A responsabilidade pela saúde em Rondônia | Tudo Rondônia

Nas últimas semanas, a saúde da população e a gestão de recursos públicos têm sido temas centrais de debate. De um lado, o Governo do Estado propõe a contratação de uma instituição privada para enfrentar a crise no setor hospitalar. Do outro, entidades médicas e profissionais da saúde, junto a especialistas renomados, defendem que essa medida é arriscada e pode desviar verbas essenciais.

A realidade das instituições de saúde em Rondônia é alarmante. O Hospital e Pronto-Socorro João Paulo II exemplifica os múltiplos problemas que afligem pacientes, médicos e equipes de atendimento. A infraestrutura é precária, com a falta de leitos, equipamentos e medicamentos, evidenciando uma crise que se estende por anos, refletindo-se também em outros locais do estado, como a Unidade de Assistência Médica Intensiva (AMI) e o Hospital de Retaguarda.

Diante desse cenário, é urgente que o Governo do Estado tome medidas eficazes para oferecer soluções que atendam as necessidades da comunidade. A gestão da saúde é uma das mais desafiadoras, exigindo considerável investimento e enfrentando demandas urgentes e rigorosos regulamentos. Portanto, ações apressadas suscitam preocupações.

Recentemente, o Governo de Rondônia divulgou a intenção de contratar uma empresa para administrar hospitais estaduais. Após um debate intenso, a Controladoria-Geral do Estado (CGE) recomendou a suspensão do processo devido aos riscos potenciais para a administração pública, sugerindo uma avaliação cuidadosa sobre a validade dessa abordagem e possíveis falhas no planejamento inicial.

As condições precárias nas emergências e enfermarias expõem o caos enfrentado diariamente por pacientes e profissionais da saúde. Contudo, não está claro se essa decisão foi discutida com médicos e outros setores da sociedade, vindo de uma perspectiva vertical, o que demonstra uma falta de maturidade na condução de assuntos de interesse público.

A recomendação da CGE oferece ao Governo do Estado a oportunidade de reassumir esse processo de forma transparente e eficiente. Para isso, é fundamental que o projeto seja apresentado em detalhes, permitindo a participação da sociedade e de profissionais na elaboração de possíveis ajustes.

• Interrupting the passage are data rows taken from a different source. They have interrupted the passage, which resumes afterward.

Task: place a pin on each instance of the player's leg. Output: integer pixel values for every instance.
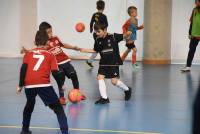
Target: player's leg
(61, 116)
(28, 109)
(91, 59)
(102, 86)
(61, 91)
(192, 50)
(102, 89)
(125, 54)
(70, 72)
(93, 56)
(114, 75)
(50, 98)
(134, 63)
(127, 90)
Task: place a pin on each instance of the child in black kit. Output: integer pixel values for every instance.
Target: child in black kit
(97, 17)
(107, 46)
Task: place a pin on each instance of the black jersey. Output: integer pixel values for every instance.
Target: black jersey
(98, 17)
(108, 49)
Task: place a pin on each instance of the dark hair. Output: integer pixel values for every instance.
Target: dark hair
(131, 8)
(44, 26)
(41, 38)
(99, 26)
(100, 5)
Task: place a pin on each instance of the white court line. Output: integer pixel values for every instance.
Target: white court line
(86, 130)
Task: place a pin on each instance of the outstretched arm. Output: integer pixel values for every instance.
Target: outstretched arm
(68, 46)
(23, 50)
(140, 27)
(22, 77)
(85, 50)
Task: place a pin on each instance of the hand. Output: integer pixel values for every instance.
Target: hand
(141, 26)
(127, 34)
(18, 90)
(64, 87)
(23, 50)
(76, 48)
(189, 36)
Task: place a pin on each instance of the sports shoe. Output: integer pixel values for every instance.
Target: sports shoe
(89, 63)
(25, 132)
(186, 69)
(135, 66)
(83, 97)
(127, 94)
(102, 101)
(62, 100)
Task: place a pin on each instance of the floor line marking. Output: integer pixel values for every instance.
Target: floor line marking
(86, 130)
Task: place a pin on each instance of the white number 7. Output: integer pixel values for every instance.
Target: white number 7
(40, 59)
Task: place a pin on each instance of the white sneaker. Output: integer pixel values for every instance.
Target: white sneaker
(186, 69)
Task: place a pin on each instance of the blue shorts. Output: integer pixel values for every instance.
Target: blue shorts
(47, 94)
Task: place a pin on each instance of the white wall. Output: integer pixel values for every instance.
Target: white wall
(181, 12)
(10, 28)
(64, 14)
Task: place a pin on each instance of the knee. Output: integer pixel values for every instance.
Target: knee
(100, 77)
(57, 107)
(73, 75)
(114, 82)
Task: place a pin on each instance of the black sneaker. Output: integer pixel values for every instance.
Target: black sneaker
(127, 94)
(26, 132)
(102, 101)
(89, 63)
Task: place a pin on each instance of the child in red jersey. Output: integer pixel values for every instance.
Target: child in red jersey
(35, 77)
(55, 46)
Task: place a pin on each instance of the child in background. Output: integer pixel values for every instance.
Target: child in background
(35, 77)
(194, 35)
(131, 25)
(107, 46)
(55, 46)
(97, 17)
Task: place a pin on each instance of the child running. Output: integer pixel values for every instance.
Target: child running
(97, 17)
(131, 25)
(55, 47)
(107, 46)
(35, 77)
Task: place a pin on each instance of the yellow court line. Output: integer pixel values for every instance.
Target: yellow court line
(86, 130)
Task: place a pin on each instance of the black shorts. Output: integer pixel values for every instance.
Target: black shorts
(47, 94)
(67, 68)
(130, 45)
(109, 71)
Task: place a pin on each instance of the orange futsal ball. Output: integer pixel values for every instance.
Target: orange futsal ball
(80, 27)
(74, 95)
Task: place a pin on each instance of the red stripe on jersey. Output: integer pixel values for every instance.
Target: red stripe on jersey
(54, 46)
(40, 64)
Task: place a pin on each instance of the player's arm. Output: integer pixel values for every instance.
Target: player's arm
(59, 76)
(126, 26)
(23, 50)
(140, 27)
(86, 50)
(92, 22)
(68, 46)
(190, 28)
(106, 21)
(22, 77)
(120, 37)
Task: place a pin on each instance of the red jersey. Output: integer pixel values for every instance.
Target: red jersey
(40, 64)
(54, 46)
(126, 26)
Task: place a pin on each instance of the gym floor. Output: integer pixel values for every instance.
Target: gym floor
(161, 102)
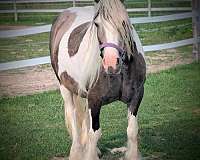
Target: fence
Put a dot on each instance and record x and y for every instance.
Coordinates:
(46, 28)
(46, 60)
(149, 9)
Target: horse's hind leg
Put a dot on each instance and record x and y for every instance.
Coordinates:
(71, 123)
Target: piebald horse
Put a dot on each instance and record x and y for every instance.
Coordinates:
(98, 58)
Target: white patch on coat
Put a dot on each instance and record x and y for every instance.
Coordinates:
(91, 151)
(71, 122)
(85, 64)
(132, 144)
(138, 42)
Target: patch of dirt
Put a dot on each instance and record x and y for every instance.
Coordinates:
(13, 27)
(42, 78)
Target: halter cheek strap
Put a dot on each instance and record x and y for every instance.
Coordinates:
(104, 45)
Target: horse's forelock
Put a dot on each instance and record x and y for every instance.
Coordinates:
(114, 12)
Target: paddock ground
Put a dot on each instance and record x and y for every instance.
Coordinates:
(32, 127)
(32, 80)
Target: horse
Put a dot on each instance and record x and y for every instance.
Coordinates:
(98, 58)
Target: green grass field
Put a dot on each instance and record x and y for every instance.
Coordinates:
(32, 127)
(38, 45)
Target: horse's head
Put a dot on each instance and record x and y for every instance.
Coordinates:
(111, 22)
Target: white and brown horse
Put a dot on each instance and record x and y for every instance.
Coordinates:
(98, 58)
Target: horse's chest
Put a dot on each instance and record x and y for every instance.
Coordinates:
(110, 88)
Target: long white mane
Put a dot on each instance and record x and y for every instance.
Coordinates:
(114, 12)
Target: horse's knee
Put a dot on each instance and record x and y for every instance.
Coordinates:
(132, 129)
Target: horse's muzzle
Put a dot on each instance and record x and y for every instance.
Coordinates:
(116, 70)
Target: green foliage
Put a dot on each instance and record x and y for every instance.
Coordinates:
(32, 127)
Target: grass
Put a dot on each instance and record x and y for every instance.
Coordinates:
(37, 45)
(32, 127)
(33, 19)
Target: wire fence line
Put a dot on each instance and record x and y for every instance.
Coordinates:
(46, 28)
(148, 3)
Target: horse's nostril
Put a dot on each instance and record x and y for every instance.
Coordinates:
(117, 61)
(110, 70)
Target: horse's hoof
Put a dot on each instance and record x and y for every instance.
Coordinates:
(118, 150)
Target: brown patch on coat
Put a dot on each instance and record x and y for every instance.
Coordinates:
(76, 37)
(71, 84)
(62, 23)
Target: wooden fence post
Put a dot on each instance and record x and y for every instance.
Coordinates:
(74, 3)
(149, 8)
(196, 28)
(15, 10)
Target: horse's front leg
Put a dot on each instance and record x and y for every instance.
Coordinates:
(132, 152)
(92, 151)
(72, 124)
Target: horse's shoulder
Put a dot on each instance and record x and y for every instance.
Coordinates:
(76, 38)
(60, 25)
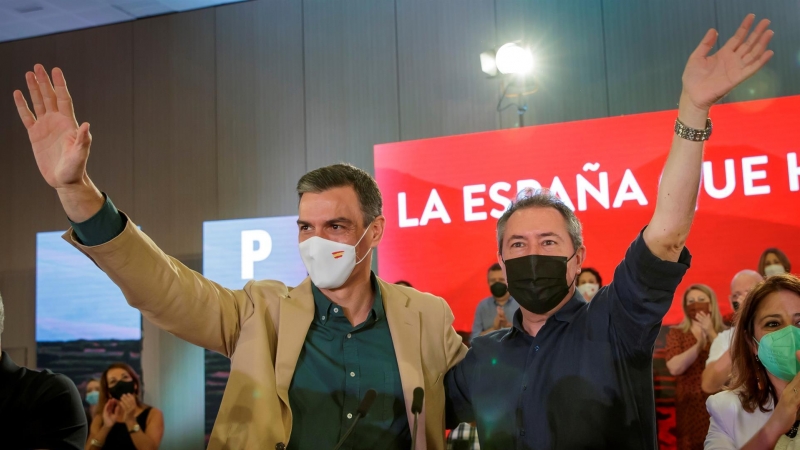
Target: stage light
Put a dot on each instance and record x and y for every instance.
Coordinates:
(513, 59)
(515, 63)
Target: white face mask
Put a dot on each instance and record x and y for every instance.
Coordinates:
(588, 290)
(774, 269)
(329, 263)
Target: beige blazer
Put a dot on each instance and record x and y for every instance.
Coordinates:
(262, 327)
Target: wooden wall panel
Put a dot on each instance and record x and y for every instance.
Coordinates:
(350, 81)
(96, 63)
(175, 129)
(647, 44)
(175, 162)
(260, 114)
(442, 89)
(781, 76)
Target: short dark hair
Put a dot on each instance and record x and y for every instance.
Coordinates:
(750, 378)
(593, 272)
(341, 175)
(541, 198)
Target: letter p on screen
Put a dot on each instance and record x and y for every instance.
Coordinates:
(256, 246)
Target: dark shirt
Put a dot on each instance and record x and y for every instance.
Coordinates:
(104, 226)
(119, 436)
(585, 381)
(337, 365)
(39, 410)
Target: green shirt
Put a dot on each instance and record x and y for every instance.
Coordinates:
(337, 365)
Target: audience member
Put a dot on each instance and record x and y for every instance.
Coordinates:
(718, 364)
(773, 262)
(40, 410)
(686, 352)
(589, 282)
(494, 312)
(122, 420)
(92, 397)
(760, 409)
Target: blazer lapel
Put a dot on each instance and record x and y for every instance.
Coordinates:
(296, 314)
(404, 325)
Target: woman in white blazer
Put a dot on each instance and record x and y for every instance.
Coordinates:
(762, 407)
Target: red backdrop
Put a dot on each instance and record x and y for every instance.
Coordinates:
(442, 196)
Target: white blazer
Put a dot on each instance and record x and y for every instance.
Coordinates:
(731, 426)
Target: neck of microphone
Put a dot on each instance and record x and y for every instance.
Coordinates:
(416, 409)
(366, 404)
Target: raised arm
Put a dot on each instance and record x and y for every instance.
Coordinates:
(706, 80)
(167, 293)
(60, 146)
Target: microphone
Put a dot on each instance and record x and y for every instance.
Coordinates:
(366, 404)
(416, 409)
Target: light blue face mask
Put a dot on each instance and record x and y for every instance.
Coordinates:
(777, 351)
(93, 397)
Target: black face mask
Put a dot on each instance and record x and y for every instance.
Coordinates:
(538, 282)
(122, 388)
(498, 289)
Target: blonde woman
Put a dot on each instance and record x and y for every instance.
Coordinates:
(686, 352)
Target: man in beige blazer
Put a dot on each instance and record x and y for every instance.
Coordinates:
(301, 358)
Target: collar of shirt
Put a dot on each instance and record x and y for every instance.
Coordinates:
(324, 306)
(8, 369)
(565, 314)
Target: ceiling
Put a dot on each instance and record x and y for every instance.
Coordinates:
(20, 19)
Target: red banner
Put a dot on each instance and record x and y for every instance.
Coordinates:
(442, 196)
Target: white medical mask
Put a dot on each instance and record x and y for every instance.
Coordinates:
(588, 290)
(774, 269)
(329, 263)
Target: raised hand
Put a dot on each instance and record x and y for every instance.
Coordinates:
(698, 332)
(706, 79)
(128, 406)
(60, 146)
(705, 321)
(110, 412)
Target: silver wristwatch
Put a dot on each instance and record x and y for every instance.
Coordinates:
(692, 134)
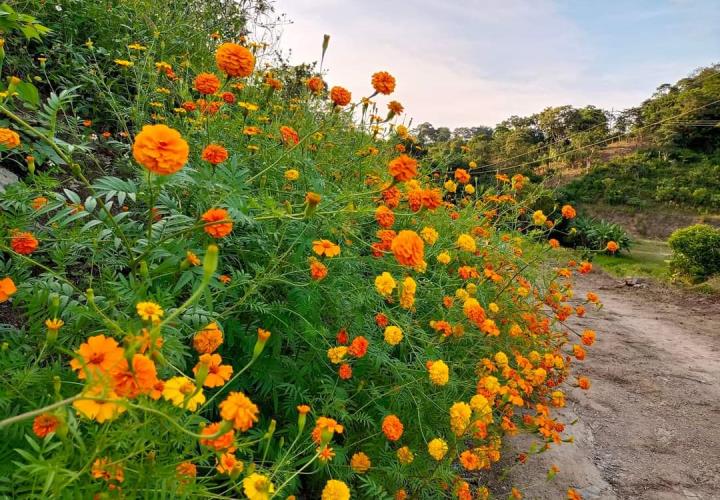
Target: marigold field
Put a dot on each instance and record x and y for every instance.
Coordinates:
(239, 281)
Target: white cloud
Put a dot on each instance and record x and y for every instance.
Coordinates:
(461, 62)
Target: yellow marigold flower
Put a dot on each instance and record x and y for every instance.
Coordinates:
(336, 354)
(248, 106)
(481, 406)
(466, 242)
(99, 410)
(444, 258)
(326, 248)
(429, 235)
(149, 311)
(258, 487)
(335, 490)
(385, 284)
(181, 392)
(438, 372)
(407, 296)
(393, 335)
(437, 448)
(460, 414)
(360, 462)
(539, 218)
(54, 324)
(238, 409)
(405, 455)
(450, 186)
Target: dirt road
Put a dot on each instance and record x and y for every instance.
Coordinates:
(649, 427)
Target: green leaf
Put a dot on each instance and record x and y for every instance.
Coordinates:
(28, 93)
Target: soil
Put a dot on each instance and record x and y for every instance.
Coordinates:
(649, 427)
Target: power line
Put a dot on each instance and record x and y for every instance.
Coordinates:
(609, 139)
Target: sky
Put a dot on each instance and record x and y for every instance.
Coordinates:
(476, 62)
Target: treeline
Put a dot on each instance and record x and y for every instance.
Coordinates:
(684, 115)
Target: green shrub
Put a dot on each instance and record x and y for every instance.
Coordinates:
(595, 234)
(696, 250)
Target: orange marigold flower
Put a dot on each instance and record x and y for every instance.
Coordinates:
(214, 153)
(9, 138)
(326, 248)
(208, 339)
(381, 320)
(403, 168)
(345, 371)
(7, 288)
(160, 149)
(289, 135)
(207, 83)
(395, 108)
(325, 425)
(39, 202)
(24, 243)
(469, 460)
(223, 442)
(462, 176)
(360, 462)
(384, 216)
(358, 347)
(219, 222)
(340, 96)
(44, 424)
(217, 373)
(383, 82)
(99, 355)
(238, 409)
(392, 428)
(408, 248)
(568, 212)
(318, 270)
(234, 60)
(141, 379)
(315, 84)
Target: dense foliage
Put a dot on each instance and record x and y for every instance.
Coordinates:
(696, 251)
(222, 284)
(680, 178)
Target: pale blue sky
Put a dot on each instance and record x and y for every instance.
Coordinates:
(475, 62)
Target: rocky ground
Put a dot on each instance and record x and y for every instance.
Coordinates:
(649, 427)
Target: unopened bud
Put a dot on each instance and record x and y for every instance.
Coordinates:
(210, 262)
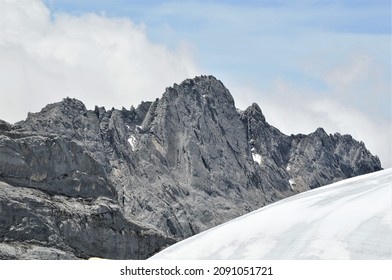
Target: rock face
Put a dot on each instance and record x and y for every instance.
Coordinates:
(76, 183)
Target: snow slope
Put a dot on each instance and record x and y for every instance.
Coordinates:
(350, 219)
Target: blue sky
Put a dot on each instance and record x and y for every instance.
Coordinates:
(306, 63)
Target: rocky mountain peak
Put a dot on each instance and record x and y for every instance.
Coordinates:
(125, 183)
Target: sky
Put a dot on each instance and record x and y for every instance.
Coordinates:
(308, 64)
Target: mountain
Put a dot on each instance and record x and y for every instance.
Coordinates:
(126, 183)
(350, 219)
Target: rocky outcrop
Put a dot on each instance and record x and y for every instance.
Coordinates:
(125, 183)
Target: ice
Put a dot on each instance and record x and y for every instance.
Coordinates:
(256, 157)
(350, 219)
(132, 142)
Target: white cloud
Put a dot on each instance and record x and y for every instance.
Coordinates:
(99, 60)
(351, 103)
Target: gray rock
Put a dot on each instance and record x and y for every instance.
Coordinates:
(126, 183)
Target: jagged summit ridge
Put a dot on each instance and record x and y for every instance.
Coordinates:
(175, 166)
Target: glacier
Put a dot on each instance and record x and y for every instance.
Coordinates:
(349, 219)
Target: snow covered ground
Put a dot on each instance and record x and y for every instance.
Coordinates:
(350, 219)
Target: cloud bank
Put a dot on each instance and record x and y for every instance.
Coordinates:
(100, 60)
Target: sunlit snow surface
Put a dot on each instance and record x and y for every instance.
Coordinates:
(350, 219)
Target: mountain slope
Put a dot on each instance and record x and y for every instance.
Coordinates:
(175, 167)
(351, 219)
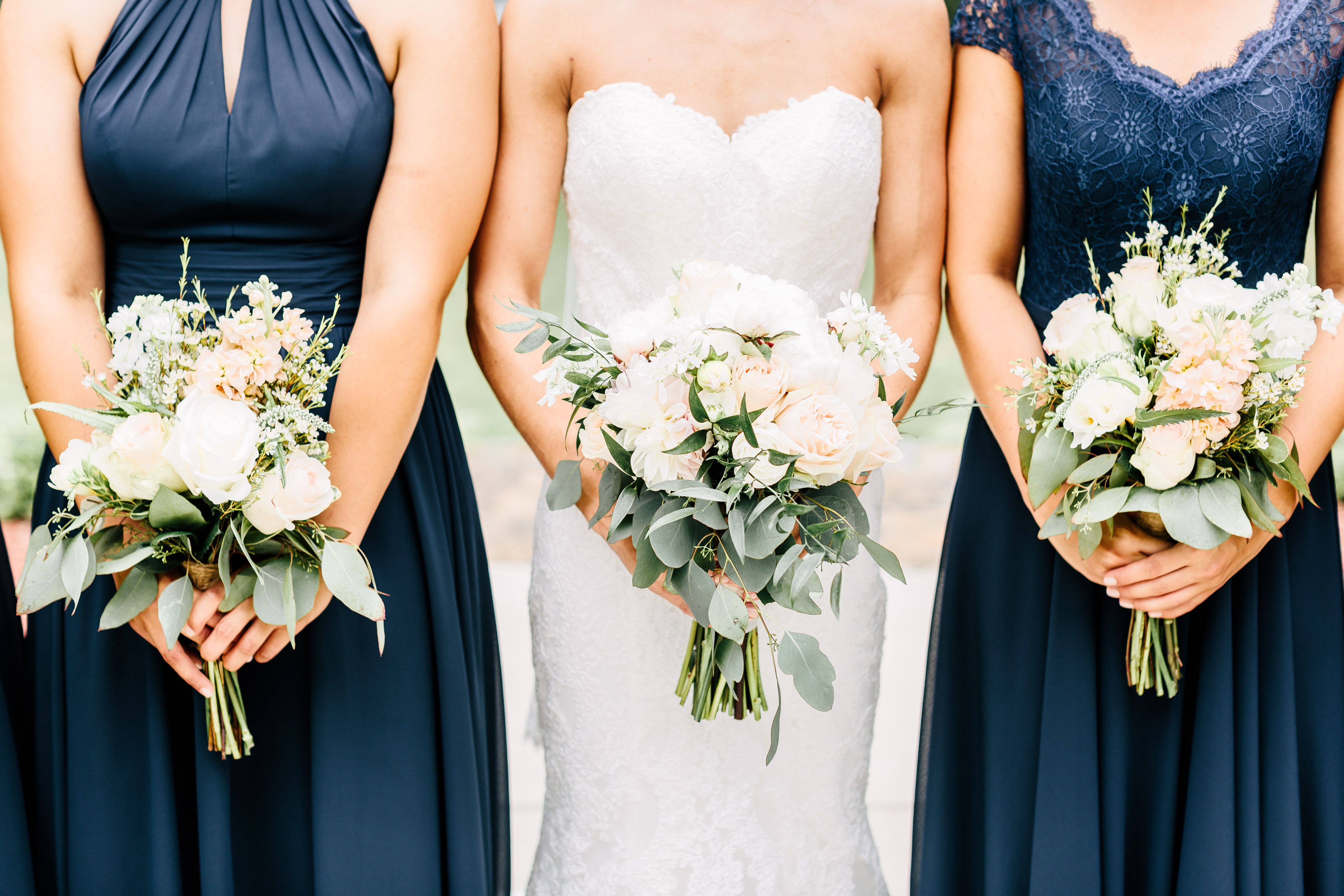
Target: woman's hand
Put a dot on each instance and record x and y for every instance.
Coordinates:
(1125, 544)
(1174, 582)
(625, 547)
(182, 657)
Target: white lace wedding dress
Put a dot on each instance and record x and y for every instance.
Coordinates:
(640, 800)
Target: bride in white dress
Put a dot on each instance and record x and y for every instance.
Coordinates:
(640, 800)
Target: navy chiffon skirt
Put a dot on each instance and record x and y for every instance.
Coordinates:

A Lei nº 9.637/1998, ou “Lei das Organizações Sociais”, estabelece as diretrizes para a contratação de instituições desse tipo no Brasil, regulamentando a qualificação de entidades privadas sem fins lucrativos e definindo o contrato de gestão como o meio formal de parceria.

Para a área da saúde, esse contrato deve obedecer também a legislações estaduais complementares e as leis federais nº 8.080/90 (Lei Orgânica da Saúde) e nº 14.133/2021 (Nova Lei de Licitações). Esses instrumentos asseguram a clareza em aspectos como objetivos, metas, indicadores de desempenho, recursos financeiros e, principalmente, formas de acompanhamento e responsabilização.

Embora haja defensores da gestão por Organizações Sociais, vários casos no Brasil ilustram falhas nesse modelo. Em Santa Catarina, por exemplo, uma organização social que gerenciava o Hospital Regional de São José enfrentou denúncias de irregularidades, desvio de verbas e baixa qualidade no atendimento. Em São Paulo, a Operação Raios-X do Ministério Público investigou um esquema de corrupção ligado às OSs que administravam hospitais durante a pandemia de covid-19, revelando a falta de controle que facilitou abusos.

Nesses casos, a dificuldade de acesso a informações sobre contratos, custos e resultados é um padrão, assim como a supervisão inadequada por parte do governo. Essas falhas favorecem a corrupção e a priorização do lucro em detrimento da qualidade do serviço, resultando em cortes que impactam negativamente atendimento e condições de trabalho.

Perante essa realidade, questiona-se se o Governo de Rondônia possui a capacidade necessária para efetivamente monitorar a atuação de uma Organização Social na área da saúde. Vale lembrar que, após 14 anos, o governo não conseguiu fazer com que a empresa contratada finalizasse as obras do Hospital de Urgência e Emergência (Heuro) em Porto Velho, levando ao cancelamento do contrato após gastos significativos. Isso, sem dúvida, levanta dúvidas sobre uma possível parceria com uma OS.

Os Conselhos de Medicina (Federal e Regional de Rondônia), assim como a CGE, o Tribunal de Contas e o Ministério Público, estão atentos a essa situação. Não se deve permitir que o atual quadro caótico na saúde pública seja usado como justificativa para tomar decisões que podem agravar ainda mais os problemas existentes, mesmo que com as melhores intenções. Um gestor competente não terceiriza suas responsabilidades, mas busca soluções em diálogo com a sociedade e respeitando as leis.